Dans ce deuxième numéro de Mutations en Méditerranée, la parole est donnée à la terre, plus particulièrement aux espaces agricoles et à ce qu’ils produisent. Observer la terre et ses produits, c’est analyser les différentes pratiques des sociétés rurales en ce qu’elles témoignent des transformations d’une époque et d’un lieu. En Méditerranée, les cultures iconiques du blé, de la vigne et de l’olivier ont historiquement marqué les représentations de cet espace. Ces produits constitutifs de la triade méditerranéenne ne sont pas seulement des productions agricoles, mais également des marqueurs culturels et identitaires. Dans un mouvement rétrospectif d’invention de la tradition (Hobsbawm 1983), la Méditerranée a été imaginée en « civilisation du blé » (Braudel 1979), « de l’olivier » (Verdié 1990) ou encore « de l’olivier et des céréales » (Chazan-Gillig 1993), comme en témoignent les nombreuses représentations allégoriques empruntant aux symboles de la terre nourricière et féconde.
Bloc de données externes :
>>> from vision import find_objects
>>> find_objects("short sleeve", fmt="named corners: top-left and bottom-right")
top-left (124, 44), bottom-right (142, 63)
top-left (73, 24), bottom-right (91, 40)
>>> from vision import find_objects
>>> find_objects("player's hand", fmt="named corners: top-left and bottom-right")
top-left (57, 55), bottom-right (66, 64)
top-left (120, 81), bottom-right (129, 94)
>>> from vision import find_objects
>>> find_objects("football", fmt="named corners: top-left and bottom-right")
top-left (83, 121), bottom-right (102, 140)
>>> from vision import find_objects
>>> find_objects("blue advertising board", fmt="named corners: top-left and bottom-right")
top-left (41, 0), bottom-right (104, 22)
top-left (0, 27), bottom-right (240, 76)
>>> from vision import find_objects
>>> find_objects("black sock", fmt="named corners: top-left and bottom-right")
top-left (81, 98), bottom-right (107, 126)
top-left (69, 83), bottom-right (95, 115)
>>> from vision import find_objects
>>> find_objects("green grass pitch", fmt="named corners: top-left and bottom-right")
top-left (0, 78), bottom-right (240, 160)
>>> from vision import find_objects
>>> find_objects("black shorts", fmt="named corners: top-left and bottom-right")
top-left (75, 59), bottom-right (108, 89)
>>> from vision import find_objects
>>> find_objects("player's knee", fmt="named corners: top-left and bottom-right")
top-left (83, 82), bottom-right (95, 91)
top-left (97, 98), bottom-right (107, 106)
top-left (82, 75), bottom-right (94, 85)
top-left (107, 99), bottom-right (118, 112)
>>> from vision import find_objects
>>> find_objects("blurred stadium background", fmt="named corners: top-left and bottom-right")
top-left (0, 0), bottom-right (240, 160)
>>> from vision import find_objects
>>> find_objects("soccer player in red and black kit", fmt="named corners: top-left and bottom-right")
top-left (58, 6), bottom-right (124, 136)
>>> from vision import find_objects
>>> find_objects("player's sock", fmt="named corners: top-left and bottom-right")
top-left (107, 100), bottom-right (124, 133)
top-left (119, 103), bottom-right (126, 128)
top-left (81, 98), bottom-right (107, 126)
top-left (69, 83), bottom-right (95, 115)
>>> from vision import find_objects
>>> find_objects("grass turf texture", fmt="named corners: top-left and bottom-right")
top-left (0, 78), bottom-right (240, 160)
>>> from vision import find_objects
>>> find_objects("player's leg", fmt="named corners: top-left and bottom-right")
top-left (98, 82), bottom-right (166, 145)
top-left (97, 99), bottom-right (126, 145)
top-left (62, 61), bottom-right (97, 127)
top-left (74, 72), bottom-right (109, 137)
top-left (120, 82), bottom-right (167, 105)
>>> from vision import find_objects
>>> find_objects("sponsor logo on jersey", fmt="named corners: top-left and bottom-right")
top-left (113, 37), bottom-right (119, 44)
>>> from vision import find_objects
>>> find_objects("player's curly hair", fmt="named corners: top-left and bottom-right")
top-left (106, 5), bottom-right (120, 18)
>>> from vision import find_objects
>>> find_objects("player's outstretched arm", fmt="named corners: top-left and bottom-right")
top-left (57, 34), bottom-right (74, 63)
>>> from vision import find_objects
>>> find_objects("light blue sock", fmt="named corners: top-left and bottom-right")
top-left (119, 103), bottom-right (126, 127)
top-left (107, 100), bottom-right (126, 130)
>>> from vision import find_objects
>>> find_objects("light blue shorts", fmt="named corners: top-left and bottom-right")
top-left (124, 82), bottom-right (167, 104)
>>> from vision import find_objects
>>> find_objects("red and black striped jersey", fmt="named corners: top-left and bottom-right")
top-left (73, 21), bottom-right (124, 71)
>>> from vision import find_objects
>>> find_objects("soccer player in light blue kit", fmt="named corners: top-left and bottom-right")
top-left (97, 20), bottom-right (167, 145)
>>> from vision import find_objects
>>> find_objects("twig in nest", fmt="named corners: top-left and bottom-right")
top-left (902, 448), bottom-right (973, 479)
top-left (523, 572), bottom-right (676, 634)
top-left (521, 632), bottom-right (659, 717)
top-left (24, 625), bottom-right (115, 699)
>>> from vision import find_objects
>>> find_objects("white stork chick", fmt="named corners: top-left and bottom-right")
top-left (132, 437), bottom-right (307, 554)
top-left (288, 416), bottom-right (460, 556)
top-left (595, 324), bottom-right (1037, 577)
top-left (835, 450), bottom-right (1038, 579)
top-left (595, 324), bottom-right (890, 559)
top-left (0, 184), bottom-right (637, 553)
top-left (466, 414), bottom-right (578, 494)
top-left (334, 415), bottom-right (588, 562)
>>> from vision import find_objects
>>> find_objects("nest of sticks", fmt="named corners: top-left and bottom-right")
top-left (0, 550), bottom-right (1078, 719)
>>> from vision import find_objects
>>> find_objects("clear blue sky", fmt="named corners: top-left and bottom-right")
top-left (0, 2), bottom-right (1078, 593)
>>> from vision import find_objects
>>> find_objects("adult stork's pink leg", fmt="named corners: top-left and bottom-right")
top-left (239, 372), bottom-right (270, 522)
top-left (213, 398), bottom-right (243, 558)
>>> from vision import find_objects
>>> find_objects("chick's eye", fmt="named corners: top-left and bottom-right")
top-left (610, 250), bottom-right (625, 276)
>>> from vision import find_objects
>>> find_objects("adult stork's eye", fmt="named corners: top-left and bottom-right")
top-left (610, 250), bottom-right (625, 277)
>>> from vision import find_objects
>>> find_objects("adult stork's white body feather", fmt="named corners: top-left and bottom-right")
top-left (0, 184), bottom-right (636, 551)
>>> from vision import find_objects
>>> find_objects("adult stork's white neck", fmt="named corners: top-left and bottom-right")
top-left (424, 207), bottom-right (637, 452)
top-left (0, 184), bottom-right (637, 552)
Pour ce nouveau numéro, nous avons choisi d’interroger l’espace rural méditerranéen par le prisme de cette triade et de ses transformations, afin de remettre en cause une représentation unique et immuable de celui-ci. Bien que partageant « les mêmes greniers, les mêmes celliers, les mêmes moulins à huile » (Braudel 1966, p. 229), cette région du monde a toujours été un carrefour d’échanges et de circulations agricoles mondiales. Le blé, la vigne et l’olivier, aliments emblématiques d’une diète méditerranéenne récemment patrimonialisée (Unesco 2013), ont ainsi été modelés par les dynamiques globales et locales qui traversent cette région. Comme le souligne Reguant-Aleix (2012), cette diète est « […] en mouvement perpétuel, présentant un grand nombre d’échelles de lecture possibles et qui, depuis des millénaires et du paysage à la table, se forme et évolue » (p. 40). La relation dialectique entre pratiques et représentations de cette triade a muté sous l’effet des bouleversements climatiques, démographiques, politiques ou encore techniques, qui continuent de transformer cet espace. Marqueurs culturels et paysagers investis d’une valeur symbolique importante (Fumey 2007), les produits de cette triade sont aussi mobilisés par exemple par les acteurs du tourisme, qu’ils soient publics ou privés (Angles 2023 ; Souissi 2023).

Ce dossier s'intéresse aux représentations véhiculées et aux imaginaires collectifs partagés pour comprendre les liens mouvants et hétérogènes tissés entre territoires et sociétés. Les cinq articles présents dans le numéro les appréhendent à différentes échelles spatiales et temporelles. Leur lecture donne à voir les mutations des sociétés méditerranéennes dont le blé, la vigne et l’olivier sont ici les témoins et nous invite à regarder au-delà de leur aspect nutritionnel. Des diversités de leurs cultures, qui révèlent des enjeux fonciers de gestion et d’appropriation, de la circulation et de l’utilité économique et sociale des produits, en passant par leurs dimensions symboliques dont ils sont le reflet, le blé, la vigne et l’olivier sont des portes d’entrée pertinentes pour interroger les mutations en Méditerranée.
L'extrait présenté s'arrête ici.